28. Bölüm

1.5K 130 1
                                    


Keyifli okumalar!

***

Küçük çocuk güçlükle gözlerini araladığında yattığı yatağın tam karşısında duran camdan kendisine gülümseyerek bakan kızı görünce gözleriyle gülümsemişti. Elini kaldıracak gücü yoktu ama serum takılı kolunu hafif kaldırarak kıza el sallamıştı. Daha önce küçük kızı gördüğünü sanmıyordu. Kız kıvırcık saçları iki yanda tutturulmuş o kadar sevimli görünüyordu ki hasta olan oğlan onun kendisini almaya gelen melek olduğunu bile sanmıştı. Yanında üzerinde garip kıyafetlerle duran babasına bakışlarını çevirerek güçlükle konuştu.

"Melek geldi baba, beni alacak mı?" dediğinde adam oğlunun sözleriyle çok korkmuştu.

"O nasıl söz Selim, kimse seni almayacak."

"Ama annem dedi ki ölen insanlar korkmasın diye Allah ona en sevdiği meleği gönderirmiş. Ama benim sevdiğim melek değil bu." Diyen çocuk nefes nefese kalmıştı. İşaret parmağıyla da camdan kendisine bakan küçük kızı göstermişti. Mehmet Bey oğlunun işaret ettiği yere bakarak rahat bir nefes almıştı. Camdan kendilerine bakan küçük kızı görünce adam da gülümsemişti. Biran oğlunun gerçekten de melek gördüğünü düşündüğünde canından can gitmişti.

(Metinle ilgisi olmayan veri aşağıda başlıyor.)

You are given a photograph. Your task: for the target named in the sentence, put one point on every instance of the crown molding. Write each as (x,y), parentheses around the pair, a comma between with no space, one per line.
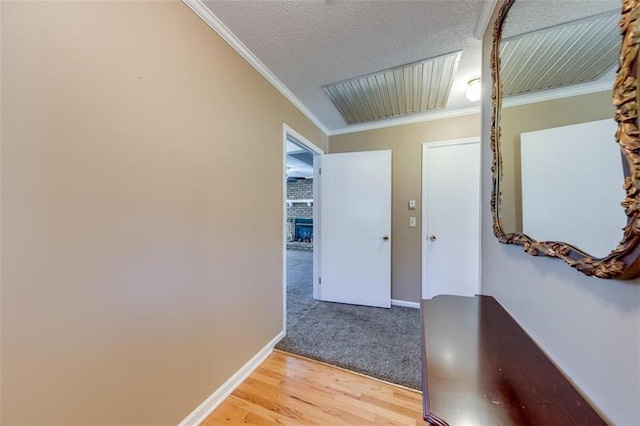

"O melek değil oğlum, o senin yeni arkadaşın olacak. Sen iyi olduğunda seninle oynayacak." Selim babasının sözleriyle çok mutlu olmuştu. Kardeşi Seyhan'dan başka arkadaşı yoktu. Küçüklüğünden beri hassas bir çocuk olduğu için fazla arkadaş edinemiyordu. Daha doğrusu mikrop kapmaması için resmen tecritte yaşıyor gibiydi.

"Gerçekten mi?"

"Evet, sevindin mi?" Selim gülümsemeye çalışarak gözlerini kapatmıştı. Bu kadar dayanması bile Mehmet Bey için sevdiriciydi. Oğlunun elinin üzerini öperek steril odadan çıkarken hemşirenin yardımıyla üzerinde ki kıyafetten kurtulmuştu. Hala camdan oğlunu izleyen küçük kızın yanına giderek onu kucağına aldı.

"Sen neden yalnızsın burada?"

"Babam dedi ki burada onu bekleyecekmişim." Mehmet Bey başını sallayarak kızın yanağını öpmüştü. Küçük kız o kadar şekerdi ki oğlunun onu melek sanmasına şaşırmıyordu.

"O ne zaman iyileşecek?"

"Çok yakında canım. Biliyor musun babam bir kahraman olacak."

"Benim babam hep kahraman ki." Gece kendinden emin bir şekilde adama cevap verirken adam günler sonra ilk kez içten bir şekilde gülümsemişti. Birkaç dakika sonra Gece'nin babası da onlara katılmıştı.

"Kızım, gördün mü Selim abini?"

"O benim ağabeyim değil babacım, sende biliyorsun." Adam kızının sözlerine şaşırmıştı.

"Ama senden büyük olduğunu söylemiştim."

"Olabilir, annem onu karnına taşımadığına göre abim sayılmaz değil mi?" Küçük kızın zekice cevapları iki adamı da güldürmüştü.

"Tamam küçüğüm abin değil, hadi gidelim o zaman."

"Baba Selim ne zaman iyi olacak?" Mehmet beyin kucağından babasının kucağına geçen küçük kız kollarını adamın boynuna dolamıştı.

"Yakında iyileşir canım, sen merak etme." Gece babasının omzunun üzerinden Mehmet beye bakarak önden eksik dişleriyle gülümsemişti.

"Selim uyanınca beni arar mısın Mehmet amca, onunla oynamak istiyorum."

"Selim iyi olsun oynarsınız canım," diyerek kızın yanağını okşamıştı. Mehmet Bey adama dönerek içten bir şekilde teşekkür etmişti. "Çok teşekkür ederim. Allah senden razı olsun sayende oğlum için bir umut ışığı doğdu. Allah seni onun iyileşmesi için vesile gönderdi." Adam mahcup bir şekilde Mehmet beye bakarak "Tekrar geçmiş olsun," diyerek kızıyla birlikte hastaneden ayrılmıştı. Gece'nin babası iki gün önce Selim'e iliğini vermiş, sonra da kontrol için hastaneye gelmişti. yanında birkaç kez daha kızını Selim'i ziyaret etmesi için getirdiği için küçük kız Selim'e bağlanmıştı.